Entre os atores principais, há um espanhol, Benício Del Toro, fazendo o papel do porto-riquenho Mambrú; um americano, Tim Robbins, no papel do americaníssimo B.; uma francesa, Mélanie Thierry, no papel de Sophie Richard; uma ucraniana, Olga Kurylenko, como Katya; e um bósnio, Fedja Stukan, como Damir.

O porto-riquenho Mambrú, o americano B. e a francesa Sophie são voluntários de uma ONG de ajuda humanitária trabalhando na Bósnia quando a guerra se aproxima do fim. O bósnio Damir foi contratado pela ONG como tradutor. A organização – fictícia – tem o nome de Aid Across Borders. Os realizadores preferiram usar um nome fictício, em vez de o de uma ONG existente, concreta.

Apesar do título, a ação se passa em um período de dois dias. Um dia inteiro, longo, uma longa noite, e depois o dia seguinte.

E chamar aquilo de “um dia perfeito” é – evidentemente – uma ironia, uma gozação, uma piada. Assim como tantos bons filmes que mostram exatamente o contrário do que dizem seus títulos, como, só para dar uns poucos exemplos, Tudo Bem (1978), de Arnaldo Jabor, Estamos Todos Bem (1990), de Giuseppe Tornatore, A Cidade Está Tranquila (2000), de Robert Guédiguian, Estão Todos Bem (2009), de Kirk Jones, Tudo Vai Ficar Ficar Bem (2015), de Wim Wenders, Aqui em Casa Tudo Bem (2018), de Gabriele Muccino.

Tudo, tudo, absolutamente tudo vai muito mal para aquele grupo de voluntários que estão ali na Bósnia dilacerada pela guerra para ajudar às pessoas.

Tudo dá errado.

O principal evento da história, o fato em torno do qual gira boa parte da ação, é que jogaram o corpo de um homem gordo num poço de água do interiorzão da Sérvia.

O poço é a única fonte de água para pessoas daquele lugar – e, caso o corpo não seja retirado logo, a água ficará impura, poluída, condenada, inútil.

Aquele grupo de pessoas vindas de várias partes do mundo vai tentar retirar o corpo.

Bem no início da narrativa, Mambrú e Damir estão içando o corpo – mas acontece que a corda que estão usando é velha, gasta, e se rompe, e o corpo cai de volta no fundo do poço.

Ao longo de boa parte da ação, Mambrú, Damir, B. e Sophie vão tentar achar uma corda. Não será nada fácil. Muito antes ao contrário. Muitíssimo ao contrário.

Como é da vida, como bem sabemos nós, brasileiros, que depois da inacreditável Dilma tivemos essa coisa ainda mais inacreditável que é o Capitão das Trevas e da Morte, o que é horroroso sempre pode ficar ainda pior – e então chega àquele lugar perdido no meio da Sérvia a deslumbrantemente bela Katya.

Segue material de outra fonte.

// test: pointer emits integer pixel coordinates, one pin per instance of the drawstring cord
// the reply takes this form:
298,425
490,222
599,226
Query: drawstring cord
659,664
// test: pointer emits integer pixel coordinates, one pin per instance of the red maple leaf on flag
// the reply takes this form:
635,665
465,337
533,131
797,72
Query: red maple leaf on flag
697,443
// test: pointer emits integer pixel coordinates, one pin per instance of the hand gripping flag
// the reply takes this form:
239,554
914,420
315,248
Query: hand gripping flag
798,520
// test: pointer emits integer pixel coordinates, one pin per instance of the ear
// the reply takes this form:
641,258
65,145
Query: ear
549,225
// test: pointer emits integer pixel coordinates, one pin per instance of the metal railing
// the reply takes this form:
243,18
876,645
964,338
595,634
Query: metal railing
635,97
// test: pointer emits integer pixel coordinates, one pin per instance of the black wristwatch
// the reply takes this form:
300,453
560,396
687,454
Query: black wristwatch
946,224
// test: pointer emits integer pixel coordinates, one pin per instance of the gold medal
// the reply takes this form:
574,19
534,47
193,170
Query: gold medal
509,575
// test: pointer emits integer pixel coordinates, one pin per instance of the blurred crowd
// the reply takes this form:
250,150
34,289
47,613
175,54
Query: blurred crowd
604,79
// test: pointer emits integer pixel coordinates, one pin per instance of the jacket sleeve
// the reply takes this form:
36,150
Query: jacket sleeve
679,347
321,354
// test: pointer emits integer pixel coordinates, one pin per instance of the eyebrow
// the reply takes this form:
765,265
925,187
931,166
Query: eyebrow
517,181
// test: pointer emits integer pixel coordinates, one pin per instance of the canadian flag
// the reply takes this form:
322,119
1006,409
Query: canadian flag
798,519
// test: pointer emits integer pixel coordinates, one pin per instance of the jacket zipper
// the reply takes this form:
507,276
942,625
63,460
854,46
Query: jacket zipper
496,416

Katya vem como enviada da chefia da ONG, para observar, inspecionar, e depois relatar o que viu – para que se decida se aquelas unidades devem continuar a receber recursos, ou não. Se a organização deve continuar bancando o trabalho daquelas unidades ou não.

Uma agente do “internal affairs”, diz B., lá pelas tantas. Internal affairs é a expressão inglesa para o que chamamos de corregedoria.

Chegar um corregedor quando você está enfrentando um problema danado de ter que tirar um cadáver de dentro de um poço de água já seria uma coisa desagradabilíssima.

Mas as coisas podem sempre piorar muito mais. Basta lembrar que depois de Lula e Dilma veio Bolsonaro.

E então temos que a maravilhosa Katya tinha tido um caso com Mambrú. Ela era jovem, principiante na ONG Aids Across Borders, ele era um veterano, experiente. Namoraram. Ele não contou para ela que tinha uma namorada, Sarah. Quando ela descobriu, ficou furiosa – rompeu com ele e mandou cartas para Sarah descrevendo tintim por tintim como tinha sido o caso dos dois.

Com paciência, Mambrú havia conseguido tranquilizar Sarah, reconstruir a relação. Estavam indo bem, embora Sarah ainda tivesse ciúmes da bela Katya.

Reencontrar Katya era tudo que o pobre Mambrú não queria.

Até porque – conforme o espectador vai vendo – Katya, embora estivesse envolvida com um antigo namorado, ainda arrastava as belíssimas asinhas por Mambrú.

O diretor conseguiu se dar bem no fio da navalha

Um Dia Perfeito mistura drama – meu Deus, e bota drama nisso – com um leve, suave tom de sátira, de comédia. Até mesmo, como tentei mostrar logo aí acima, de comédia romântica.

Misturar drama pesado com tom leve, de sátira, de comédia, é como andar sobre o fio de navalha. É perigosíssimo.

Cada um reage de sua maneira, é claro. Acho, por exemplo, que A Vida é Bela (1997), de Roberto Begnini, é uma bobagem horrorosa – mas, para mim, Ser ou Não Ser (1942), de Ernst Lubitsch, e os filmes feitos a partir de Primavera Para Hitler (1967), de Mel Books, são engraçadíssimos, ótimos, deliciosos – e todos são comédias que falam sobre o mesmo tema terrivelmente sério, o nazismo, o fascismo, os campos de concentração.

Para mim, Fernando León de Aranoa saiu-se maravilhosamente bem ao caminhar sobre o fio da navalha. Ficou do lado de Lubitsch, de Brooks – o lado contrário àquele em que caiu Begnini.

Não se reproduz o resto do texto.